Na Mazurach, w środku lasu obok domu, który kupił po powrocie do kraju z kalifornijskiego Malibu, stoi też pracownia malarska, w której z trudem mieszczą się obrazy jego pędzla. Kilka z nich trafiło do kolekcji Jacka Nicholsona, z którym Skolimowski przyjaźni się od lat, inny kupił Denis Hopper. Jeden, wcześniej upatrzony, czeka na Helen Mirren. Mówi, że malarzem jest, a reżyserem bywa od czasu do czasu. Na szczęście dla wielbicieli jego twórczości, ostatnio dość regularnie.

Jego najnowszy film "11 minut", polski kandydat do przyszłorocznych Oscarów, właśnie trafił do kin.

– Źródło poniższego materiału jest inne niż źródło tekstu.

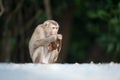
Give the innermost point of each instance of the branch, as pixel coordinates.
(48, 9)
(1, 8)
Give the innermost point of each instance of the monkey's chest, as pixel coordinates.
(52, 46)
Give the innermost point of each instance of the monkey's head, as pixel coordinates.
(51, 27)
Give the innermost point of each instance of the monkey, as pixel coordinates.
(45, 43)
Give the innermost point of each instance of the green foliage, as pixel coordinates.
(100, 22)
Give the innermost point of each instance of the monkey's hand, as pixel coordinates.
(59, 36)
(53, 38)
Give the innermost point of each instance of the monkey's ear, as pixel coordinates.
(45, 24)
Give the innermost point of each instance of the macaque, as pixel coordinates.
(45, 43)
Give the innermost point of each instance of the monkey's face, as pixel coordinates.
(54, 29)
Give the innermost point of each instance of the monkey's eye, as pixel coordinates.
(53, 27)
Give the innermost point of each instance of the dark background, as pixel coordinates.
(90, 29)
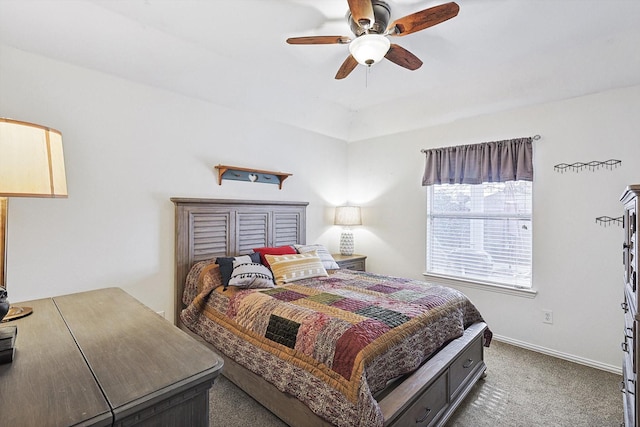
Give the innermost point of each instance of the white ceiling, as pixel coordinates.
(496, 54)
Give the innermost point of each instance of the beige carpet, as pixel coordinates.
(522, 389)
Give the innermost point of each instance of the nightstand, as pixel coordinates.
(351, 262)
(101, 358)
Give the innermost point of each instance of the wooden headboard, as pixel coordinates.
(208, 228)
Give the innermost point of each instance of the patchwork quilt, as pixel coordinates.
(332, 342)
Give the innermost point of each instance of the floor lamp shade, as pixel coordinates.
(31, 165)
(31, 161)
(347, 216)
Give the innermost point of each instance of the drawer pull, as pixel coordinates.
(427, 411)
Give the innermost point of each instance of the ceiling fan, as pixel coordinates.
(369, 22)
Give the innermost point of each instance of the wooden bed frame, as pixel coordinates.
(206, 228)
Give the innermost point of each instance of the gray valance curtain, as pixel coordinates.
(498, 161)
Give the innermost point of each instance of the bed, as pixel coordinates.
(425, 396)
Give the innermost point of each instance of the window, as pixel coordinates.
(480, 232)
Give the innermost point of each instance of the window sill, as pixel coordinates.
(491, 287)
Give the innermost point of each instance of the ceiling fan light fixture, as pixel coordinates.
(368, 49)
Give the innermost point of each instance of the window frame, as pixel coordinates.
(477, 282)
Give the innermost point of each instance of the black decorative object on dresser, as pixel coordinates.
(630, 345)
(101, 358)
(351, 262)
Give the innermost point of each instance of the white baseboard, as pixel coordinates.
(570, 357)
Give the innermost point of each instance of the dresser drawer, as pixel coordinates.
(464, 364)
(627, 386)
(428, 406)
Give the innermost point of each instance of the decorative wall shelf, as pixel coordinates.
(607, 220)
(593, 165)
(236, 173)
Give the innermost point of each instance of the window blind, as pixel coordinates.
(481, 232)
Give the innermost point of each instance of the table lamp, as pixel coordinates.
(347, 216)
(31, 165)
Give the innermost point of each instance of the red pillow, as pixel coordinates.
(280, 250)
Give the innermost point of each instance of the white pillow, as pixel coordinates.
(325, 257)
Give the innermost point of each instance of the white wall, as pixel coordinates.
(577, 263)
(128, 149)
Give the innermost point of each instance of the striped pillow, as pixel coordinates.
(289, 268)
(327, 260)
(247, 274)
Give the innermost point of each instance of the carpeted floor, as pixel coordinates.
(522, 389)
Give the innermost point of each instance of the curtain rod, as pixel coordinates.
(534, 137)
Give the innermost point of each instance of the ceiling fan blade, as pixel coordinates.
(347, 67)
(319, 40)
(423, 19)
(402, 57)
(362, 12)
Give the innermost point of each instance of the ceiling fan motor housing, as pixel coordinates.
(382, 14)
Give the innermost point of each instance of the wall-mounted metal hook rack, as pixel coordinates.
(607, 220)
(593, 165)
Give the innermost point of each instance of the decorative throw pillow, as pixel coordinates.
(289, 268)
(278, 250)
(327, 260)
(202, 274)
(247, 274)
(226, 266)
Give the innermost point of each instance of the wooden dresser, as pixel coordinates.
(630, 345)
(101, 358)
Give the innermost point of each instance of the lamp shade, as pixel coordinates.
(31, 160)
(368, 49)
(348, 215)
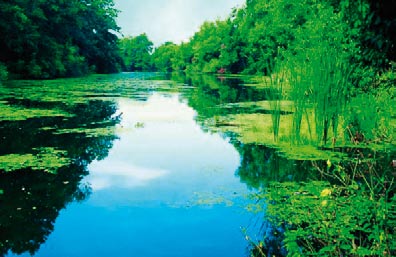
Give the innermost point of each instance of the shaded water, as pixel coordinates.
(144, 178)
(139, 165)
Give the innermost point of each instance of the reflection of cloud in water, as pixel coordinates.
(167, 158)
(122, 174)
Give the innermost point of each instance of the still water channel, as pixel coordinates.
(139, 164)
(142, 174)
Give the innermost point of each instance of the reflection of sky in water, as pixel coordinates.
(163, 156)
(149, 194)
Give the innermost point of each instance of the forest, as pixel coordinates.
(262, 33)
(58, 38)
(51, 39)
(303, 90)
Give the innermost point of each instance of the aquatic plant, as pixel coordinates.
(350, 212)
(47, 159)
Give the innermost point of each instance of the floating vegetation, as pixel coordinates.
(11, 113)
(88, 132)
(47, 159)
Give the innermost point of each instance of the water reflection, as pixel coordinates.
(166, 188)
(31, 198)
(163, 155)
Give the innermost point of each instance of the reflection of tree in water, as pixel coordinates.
(31, 199)
(261, 164)
(211, 94)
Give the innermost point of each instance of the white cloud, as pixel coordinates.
(170, 20)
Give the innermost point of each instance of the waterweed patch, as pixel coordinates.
(47, 159)
(11, 113)
(321, 219)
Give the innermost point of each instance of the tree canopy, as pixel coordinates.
(253, 38)
(58, 38)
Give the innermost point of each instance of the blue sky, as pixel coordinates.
(170, 20)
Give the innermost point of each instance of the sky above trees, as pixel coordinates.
(170, 20)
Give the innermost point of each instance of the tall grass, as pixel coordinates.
(318, 82)
(275, 96)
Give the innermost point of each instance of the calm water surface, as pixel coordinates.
(165, 188)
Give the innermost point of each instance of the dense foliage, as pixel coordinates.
(253, 38)
(47, 39)
(135, 52)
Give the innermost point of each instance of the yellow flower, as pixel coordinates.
(325, 192)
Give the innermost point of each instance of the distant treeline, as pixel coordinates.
(253, 37)
(58, 38)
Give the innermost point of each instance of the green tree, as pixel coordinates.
(47, 39)
(163, 57)
(136, 53)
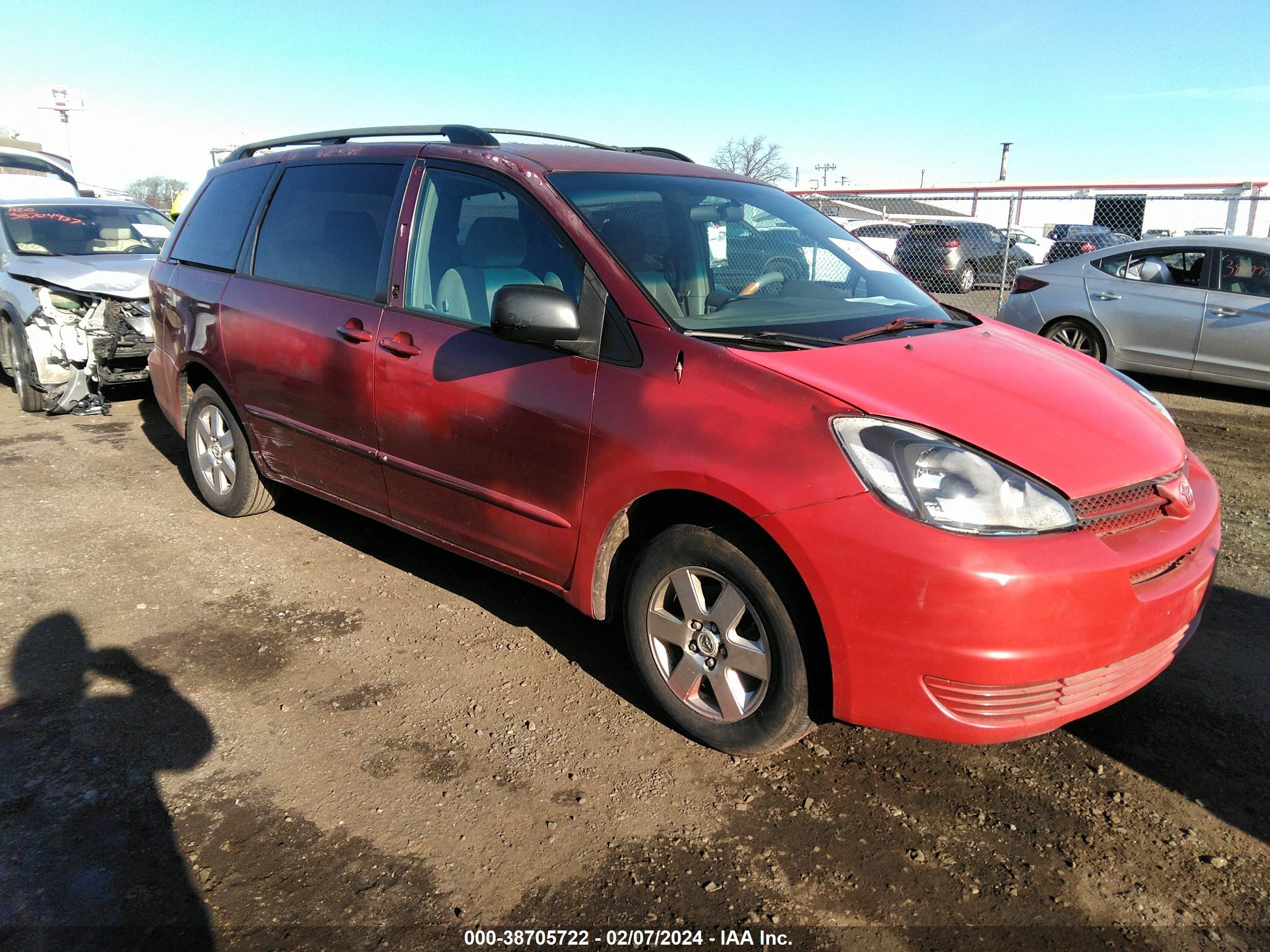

Kadr z filmu "11 minut"Skopia Film

Buntownik z wyboru

Większość jego filmów jest mroczna, Skolimowski grzebie głęboko w naszych trzewiach, prowokuje, niepokoi. Mówi, że być może to wzięło się to z niełatwego dzieciństwa, które przypadło na czas wojny. Oboje rodzice zaangażowali się mocno w konspirację. - Ojciec należał do Związku Walki Zbrojnej i przyjął iście conradowską postawę, gdy jego siatka zaczęła wpadać. Nakłaniano go, by uciekł do lasu, on jednak robił swoje, bo uznał, że w ten sposób gestapo będzie przekonane, że ci, którzy wpadli, są niewinni. Gdyby rozwiązał siatkę, pewnie by ocalał. Zginął w komorze gazowej w obozie we Flossenbuergu. Scena z gazem w "Rękach do góry" to reminiscencja tamtych przeżyć - opowiadał podczas naszej rozmowy.

Mama kontynuowała działalność ojca po jego śmierci, więc nie mogła zajmować się małym Jerzym. Pamięta ponury czas, w jakimś domu dziecka. Po wojnie organizowała od nowa polskie szkolnictwo. Wybrano ją nawet na attaché kulturalnego w Pradze, gdzie pojechała wraz z synem. - Dzięki temu przez kilka lat żyliśmy w cywilizowanych warunkach - wspomina Skolimowski. - Oddała mnie do znakomitej szkoły z internatem w XVI-wiecznym zamku króla Jerzego z Podiebradów.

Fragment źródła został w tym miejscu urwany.